La enumeración horaciana del ajetreo sigue valiendo, más o menos, veinte siglos más tarde: el sobresalto del soldado al oír la trompa (órdenes de alarma que se nos dan); el horror ante el mar iracundo (las olas de Wuhan); tratar de evitar el foro (la política de regate corto y tentetieso) y los soberbios umbrales del poder (quienes abusan de su posición y reclaman el saludo matutino de su clientela). Dichoso aquel que tiene pagados sus bueyes, ara la tierra paterna, tiene sus aceitunas por manjar superior a las ostras y, ayudado por los fieles perros, tiende en invierno celada al suculento jabalí. Estos son, dos milenios después, no solamente aquellos que siguen trabajando el campo cántabro y sus muchos caminos hacia la tienda de comestibles, sino también los colectivos más estables: jubilados sin deudas; los funcionarios de que nos ha hablado estos días Vicente Mediavilla, que lo sabe de por dentro y ha sido valiente para decirlo.
Sin embargo, ni el por momentos bucólico Alfio pudo resistirse a los negocios. La vida actual tiene como base la circulación del dinero, con 'animus engrosandi', por los itinerarios de la producción y distribución. Patricia Moreno, David Cantarero y Lidia Sánchez creen que nuestra caída económica regional puede andar entre, digamos metafóricamente, 3 metros (semejante al manteamiento de Sancho Panza en la venta) y 15 metros (paliza que los gigantes, disfrazados de molinos, dieron al bueno de Don Quijote). Colchoneta, escayola, rehabilitación: la política necesaria.
Ahora se podría decir, al revés que Horacio, que «dichoso aquel» que en la vida urbana podía ir al museo, al concierto, al cine, al fútbol, a la oficina, al aeropuerto, a clase de polinomios, a Cañadío, a la playa... «Beatus ille» que debía casa y coche al banco, pero podía hacer frente a las cuotas y planear algunas escapadas para huir del ahorro. Dichoso aquel y dichosa aquella que ignoraban que existe un interminable catálogo de tipos de mascarilla, un catálogo aún más interminable de consejos contradictorios sobre su empleo, e incluso otro más inacabable todavía de caraduras que quieren con ellas hacer el agosto en abril, quitándose sus máscaras al encarecer sus mascarillas, para mostrarnos que Alfio, el 'faenerator' o usurero, sobrevive.

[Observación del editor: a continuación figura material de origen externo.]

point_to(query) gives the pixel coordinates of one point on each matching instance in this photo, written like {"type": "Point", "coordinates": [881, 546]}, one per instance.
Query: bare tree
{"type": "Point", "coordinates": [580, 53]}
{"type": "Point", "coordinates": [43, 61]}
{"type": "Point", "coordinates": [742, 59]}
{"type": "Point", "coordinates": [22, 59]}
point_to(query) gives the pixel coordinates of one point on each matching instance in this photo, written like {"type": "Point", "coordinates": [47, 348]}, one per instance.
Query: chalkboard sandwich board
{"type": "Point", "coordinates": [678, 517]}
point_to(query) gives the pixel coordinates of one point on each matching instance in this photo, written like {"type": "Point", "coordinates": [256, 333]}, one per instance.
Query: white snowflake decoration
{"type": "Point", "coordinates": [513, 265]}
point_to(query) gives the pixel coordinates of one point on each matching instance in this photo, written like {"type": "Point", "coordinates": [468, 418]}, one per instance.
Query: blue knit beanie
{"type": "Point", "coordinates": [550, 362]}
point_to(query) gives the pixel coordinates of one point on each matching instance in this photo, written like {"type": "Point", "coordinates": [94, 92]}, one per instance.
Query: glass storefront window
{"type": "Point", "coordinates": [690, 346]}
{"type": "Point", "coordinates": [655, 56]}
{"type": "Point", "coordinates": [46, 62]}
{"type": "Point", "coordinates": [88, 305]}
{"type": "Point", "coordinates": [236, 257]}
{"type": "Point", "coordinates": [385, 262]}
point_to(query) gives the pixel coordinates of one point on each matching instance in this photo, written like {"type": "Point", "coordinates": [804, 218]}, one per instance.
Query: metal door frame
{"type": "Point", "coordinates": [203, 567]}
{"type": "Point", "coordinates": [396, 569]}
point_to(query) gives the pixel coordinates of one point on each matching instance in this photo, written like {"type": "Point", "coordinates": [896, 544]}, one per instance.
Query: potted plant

La beatitud de estas ínsulas regionales y sus islotes domiciliarios añora la otra, la que consistía en la libre circulación, acumulación y estorbo mutuo de gentiles. Pero si volvemos a ella demasiado pronto, nos dicen por Skype los contagiados ministros y los pachuchos expertos, acabaremos añorando la vida rupestre del estado de alarma (hemos vuelto a ser gentes de Altamira, pero con vitrocerámica y memes de bisontes). Aunque, si regresamos demasiado tarde, experimentaremos la vida no solo rupestre, sino vegetariana por fuerza mayor. El bisonte en la pared será solo la añoranza de aquel 'homo sapiens' dichoso que comía solomillos.